Le monde que l’on nous promet alors (qui préfigure Pandora 5, dont les créatures seront bientôt à portée de main) flotte littéralement dans l’espace, devant ou -Cameron trouve ça moins trivial 6 - derrière l’écran. Le réalisateur et les professionnels du cinéma avec lesquels il collabore (dont évidemment les financiers) savent bien que ce monde-là vaut de l’or.  Je conçois que l’on puisse être allergique à cette propension du cinéma commercial à la promotion (par le placement de produits), ou à l’autopromotion (et pas seulement pendant les semaines précédant la sortie du film, mais de façon plus ou moins directe au coeur du film lui-même, comme on vient de le voir 7). Il n'empêche que ces films peuvent être intéressants 8 : il serait impardonnable de s’en détourner, au prétexte qu’ils sont de purs produits d’un libéralisme décomplexé. J’aime le cinéma, et je suis de près les mutations technologiques qui, bouleversant les pratiques (d’écriture, de tournage, de montage, de diffusion, de consommation), en modifient en profondeur la nature. Amateur de photographie à la fin du XIXe siècle, j’aurais sans doute aimé assister à la première projection des vues des frères Lumière, le 28 décembre 1895 dans le sous-sol du Grand Café. Je me serais certainement précipité pour entendre les premiers 9 sons du cinéma, autour de l’année 1927, comme j’aurais j’en suis sûr applaudi (et pleuré) au générique du King Kong de 1933. Il est fort probable qu’en 1954 j’aurais chaussé les lunettes polarisantes me permettant de découvrir le dernier Hitchcock 10 en relief stéréoscopique. Comme je suis, dernièrement, allé éprouver les 4h26 du dernier Raoul Ruiz 11. Sans béatitude, mais avec une grande curiosité. Avatar est selon moi à envisager - au moins-  dans cette perspective : il est un film jalon, en particulier sur le plan technologique. Il fait un usage massif des technologies numériques, et il ne cesse de célébrer d’ailleurs (à la suite de quelques autres films depuis une vingtaine d’années) le mariage du film et du pixel. Comme dans beaucoup de célébrations de ce type, il y a des moments émouvants ou joyeux, mais aussi quelques conventions assommantes. Une chose est sûre (je ne prends pas beaucoup de risque en l’affirmant) : le divorce n’est pas en vue.

 

2 : « C'est pour ça qu'on est là. L'unobtanium. Ce caillou gris vaut 20 millions le kilo. C'est la seule raison. C'est ce qui paie tout ça. C'est ce qui paie vos recherches. Compris ? ». (00 :13 :02)
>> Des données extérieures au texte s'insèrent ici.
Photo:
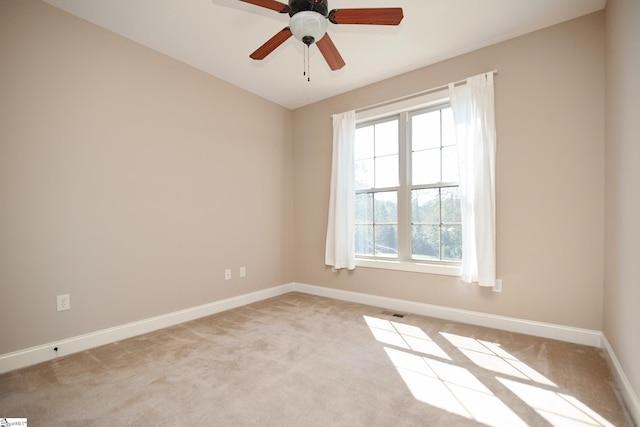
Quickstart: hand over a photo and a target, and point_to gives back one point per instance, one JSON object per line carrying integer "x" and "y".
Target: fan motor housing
{"x": 320, "y": 6}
3 : Au passage, c’est au moment de la sortie du film Avatar dans les salles du monde entier que la BDA (pour Blu-Ray Disc Association, consortium qui possède la licence Blu-Ray) a annoncé l’arrivée du nouveau standard Blu-Ray 3D au cours de l’année 2010. Suite à un partenariat entre la 20th Century Fox et Panasonic, la version Blu-Ray 3D du film de James Cameron est offerte aux acheteurs des téléviseurs de la gamme Viera 3D, disponibles pour Noël 2010.

4 : (00 : 11 :35’)

5 : Le film ne cesse de recycler les mythes. En ce sens-là aussi, Avatar est un film à vocation écologique.

6 : James Cameron dans Le Figaro du 12 février 2010, par exemple.

7 : J’ai, ailleurs, évoqué le cas du film 2046 de Wong Kar Wai (autre film de la techno-béatitude), et de ses accointances publicitaires avec le groupe coréen LG (http://www.analysesdesequences.com/2046)

8 : Je ne parlerai qu’à la marge du scénario de ce film, qui reprend un grand nombre de motifs communs (à commencer par le mythe du bon sauvage sauvé par le paria blanc).

9 : À moins d’avoir eu la chance de participer à cette fameuse expérience de cinéma sonore, entre 1894 et 1895, dans l’un des studios de Thomas Edison (William K.L. Dickson experimental sound).

10 : Le Meurtre était presque parfait.

11 : Rappelons que le film Les Mystères de Lisbonne n’a jamais croisé la pellicule (tourné avec la Genesis de Panavision, et diffusé via DCP ou Blu-Ray). Voir l’article du Positif n° 596 d’octobre 2010 à ce sujet.